Polisen Enheten for databrott virus is another ransomware, which is set to attack Norwegian-speaking PC users. It starts its activity as soon as it attacks the system with a help of malicious Trojan horse. Typically to other Ukash parasites, it blocks down the system and covers the entire PC's desktop with a huge alert that is filled with various tricky details, like victim's IP address and location. Don't be surprised after discovering that this fake notification poses as an official alert from some law enforcement agency and claims that you are caught by it for your illegal Internet activities. In reality, Polisen Enheten for databrott is a huge scam that can be safely ignored. You won't be capable to get on the Internet and launch security software when infected with it. For that, you will have to rely on the guide given below.
HOW CAN I GET INFECTED WITH Polisen Enheten for databrott virus?
Polisen Enheten for databrott virus is spread by trojan horse, which gets inside the system via security vulnerabilities found.
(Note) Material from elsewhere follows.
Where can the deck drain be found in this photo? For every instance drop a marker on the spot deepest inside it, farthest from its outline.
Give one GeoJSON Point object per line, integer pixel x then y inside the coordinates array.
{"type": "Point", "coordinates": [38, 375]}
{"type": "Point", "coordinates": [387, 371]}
This trojan typically hides in illegal or hacked sites, freeware, shareware and spam, so stay away from all these things if you want to avoid the threat. As soon as this trojan infiltrates the PC, it locks the whole system down and downloads malware's files that additionally cause the fake alert on user's desktop. Here is this forged notification that must be avoided:
Polisen Enheten for databrott
Detta operativsystem är blockerad på grund av brott mot svensk lag. Fastställt följande brott:
Din IP-adress (removed). Med denna IP-adress var besökta webbplatser som innehåller pornografi, barnpornografi, tidelag, och våld mot barn. Videofiler som innehåller pornografi, våld och inslag av barnpornografi har installerats på dator! Dessutom skickades e-postmeddelanden i form av spam, som innehåller terrorist motiv från din epost adress.
Datorn har blockerats för att stoppa din olaglig verksamhet.
För att låsa upp datorn, du måste betala böter på 100 euro.
You must realize that this alert is only used by internet criminals to scare people into paying a non-existing fine via Ukash, Paysafecard or other prepayment system. Instead of doing that, follow this guide:
HOW TO REMOVE Polisen Enheten for databrott virus?
If your PC is infected with Polisen Enheten for databrott virus or other ransomware from Ukash group, you have to remove malicious files from the system as soon as possible. Sometimes users can't launch their anti-spywares and have to unblock their PCs at first. For that, you can follow these steps: (Note that if you use Windows 8, you may also need this guide: How to start Safe Mode on Windows 8)
Flash drive method:
1. Take another machine and use it to download SpyHunter or other reputable anti-malware program.
2. Update the program and put into the USB drive or simple CD.
3. In the meanwhile, reboot your infected machine to Safe Mode with command prompt and stick USB drive in it.
4. Reboot computer infected with Polisen Enheten for databrott virus once more and run a full system scan.
* Users infected with Polisen Enheten for databrott virus are allowed to access other accounts on their Windows systems. If one of such accounts has administrator rights, you should be capable to launch anti-malware program.
* Try to deny the Flash to make your ransomware stop function as intended. In order to disable the Flash, go to Macromedia support and select 'Deny': http://www.macromedia.com/support/documentation/en/flashplayer/help/help09.html. After doing that, run a full system scan with anti-malware program.
* Manual Polisen Enheten for databrott virus removal:
- Reboot you infected PC to 'Safe mode with command prompt' to disable thisI virus (this should be working with all versions of this threat)
- Run Regedit
- Search for WinLogon Entries and write down all the files that are not explorer.exe or blank. Replace them with explorer.exe.
- Search the registry for these files you have written down and delete the registry keys referencing the files.
- Reboot and run a full system scan with updated SpyHunter to remove remaining files.